When talking about databases a little bit deeper, the database is our source of truth, isn't it? A lot of effort should be put into keeping data consistent to prevent application misbehaving. Our database layer must also be impervious to data races.

One of the most important aspects is maintainability and extendability. You definitely shouldn't be stressed out when modifying or implementing a new feature — that's the goal. Everyone wants to prevent situations like data inconsistency due to data races of transactions or internal server errors caused by wrongly handled database errors. 

Let’s see how we work with a database and how it matches the DDD principles.

Which Database to Choose?

From my experience, most projects — at least in the first phase — are suitable for relational databases. From time to time, we also have use cases for document databases, and it’s possible that in later phases, we might run into performance issues or that we just want to improve application latency. This is the right time to think about a caching system. 

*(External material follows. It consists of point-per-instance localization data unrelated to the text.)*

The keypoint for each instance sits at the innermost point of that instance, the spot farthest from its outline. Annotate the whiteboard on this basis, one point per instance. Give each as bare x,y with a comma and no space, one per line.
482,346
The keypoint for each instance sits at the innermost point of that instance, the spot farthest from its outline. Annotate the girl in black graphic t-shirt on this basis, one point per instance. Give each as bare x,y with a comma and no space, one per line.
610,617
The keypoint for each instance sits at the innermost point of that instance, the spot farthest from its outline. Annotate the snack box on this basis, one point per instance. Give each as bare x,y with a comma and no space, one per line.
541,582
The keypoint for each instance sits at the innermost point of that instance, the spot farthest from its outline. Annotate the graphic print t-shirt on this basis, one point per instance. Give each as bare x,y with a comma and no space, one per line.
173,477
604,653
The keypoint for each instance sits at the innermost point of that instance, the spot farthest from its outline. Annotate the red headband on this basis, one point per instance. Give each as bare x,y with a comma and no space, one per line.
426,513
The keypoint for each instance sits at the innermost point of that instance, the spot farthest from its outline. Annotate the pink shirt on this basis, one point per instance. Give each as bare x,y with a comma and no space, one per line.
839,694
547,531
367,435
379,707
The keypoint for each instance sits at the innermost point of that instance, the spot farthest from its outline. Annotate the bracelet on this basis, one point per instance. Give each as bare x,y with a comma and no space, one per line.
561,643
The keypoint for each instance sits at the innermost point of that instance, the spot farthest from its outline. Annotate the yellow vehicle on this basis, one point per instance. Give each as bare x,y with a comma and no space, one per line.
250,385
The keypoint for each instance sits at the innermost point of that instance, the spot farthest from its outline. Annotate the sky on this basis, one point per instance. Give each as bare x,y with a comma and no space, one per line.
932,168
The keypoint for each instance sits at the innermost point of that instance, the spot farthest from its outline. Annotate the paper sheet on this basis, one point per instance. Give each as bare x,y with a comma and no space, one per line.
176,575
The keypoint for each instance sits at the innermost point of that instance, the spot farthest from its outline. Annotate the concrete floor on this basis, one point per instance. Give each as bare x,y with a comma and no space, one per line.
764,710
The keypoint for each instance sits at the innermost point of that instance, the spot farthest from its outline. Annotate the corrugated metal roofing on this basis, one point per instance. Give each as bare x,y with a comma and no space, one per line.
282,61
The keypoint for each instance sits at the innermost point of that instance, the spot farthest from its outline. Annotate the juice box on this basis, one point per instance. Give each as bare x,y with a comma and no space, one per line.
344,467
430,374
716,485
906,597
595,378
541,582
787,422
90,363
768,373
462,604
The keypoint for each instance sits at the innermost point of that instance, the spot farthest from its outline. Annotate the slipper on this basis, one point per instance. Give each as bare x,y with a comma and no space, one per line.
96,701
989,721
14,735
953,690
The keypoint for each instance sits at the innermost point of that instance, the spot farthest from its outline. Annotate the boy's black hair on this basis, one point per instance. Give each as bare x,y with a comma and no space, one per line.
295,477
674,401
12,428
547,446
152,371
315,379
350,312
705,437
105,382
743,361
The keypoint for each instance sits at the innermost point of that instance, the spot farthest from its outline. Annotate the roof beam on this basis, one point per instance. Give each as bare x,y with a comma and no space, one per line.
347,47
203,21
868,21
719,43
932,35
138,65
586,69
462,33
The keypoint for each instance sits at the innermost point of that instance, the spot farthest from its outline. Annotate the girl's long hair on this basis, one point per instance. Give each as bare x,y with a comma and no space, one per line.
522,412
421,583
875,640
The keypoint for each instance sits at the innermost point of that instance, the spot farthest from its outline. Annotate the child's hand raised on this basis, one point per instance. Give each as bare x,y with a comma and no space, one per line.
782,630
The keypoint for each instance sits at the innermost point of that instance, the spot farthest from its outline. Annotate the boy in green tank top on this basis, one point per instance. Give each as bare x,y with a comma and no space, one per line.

I mentioned three database types, but what specific databases do we really use? 

In the case of relational databases, it’s PostgreSQL (Aurora Serverless V2); as a document database, it’s MongoDB (Amazon DocumentDB); and as a caching system, we have experience with Redis (Amazon ElastiCache) and Amazon DynamoDB. But I think the template should contain only the bare minimum of functionality, which will most probably be used within every project. That means we’ve chosen PostgreSQL as a database in the template — and if there’s a requirement for another database during project development, we add the support as we go. 

Considering all that, the rest of this blog post focuses solely on PostgreSQL implementation and how we work with relational databases.

Not Everything Is Solved by an ORM

When starting to implement a database layer, many people’s first question is, “What ORM should I use?” There is actually another option, which I really like: using plain SQL queries. 

There are both advantages and disadvantages to using an Object-Relational Mapper. ORMs are great at abstracting database access, which is perfect when you’re starting a new project and don’t want to spend time fiddling around with SQL database-specifics early on. Maybe you’ve noticed that a lot of people in the Go community do things a little differently, and database access is a good example. As Rob Pike said, “Clear is better than clever.” 

The use of ORM in Go is not typical among developers. I realize ORM has benefits like significant improvement in developer speed or helping with migrations. But on the other side, it's less performant and too invasive and "magical.” ORMs hide much of the SQL internals, which might be very tricky when it comes to complicated queries.

We use plain SQL; it's the Go community’s standard and is good to know in general. But to mention some drawbacks, it does represent a challenge to manage a lot of queries and increases maintenance efforts. Writing simple SQL statements to do basic CRUD operations also takes more time than with ORM. 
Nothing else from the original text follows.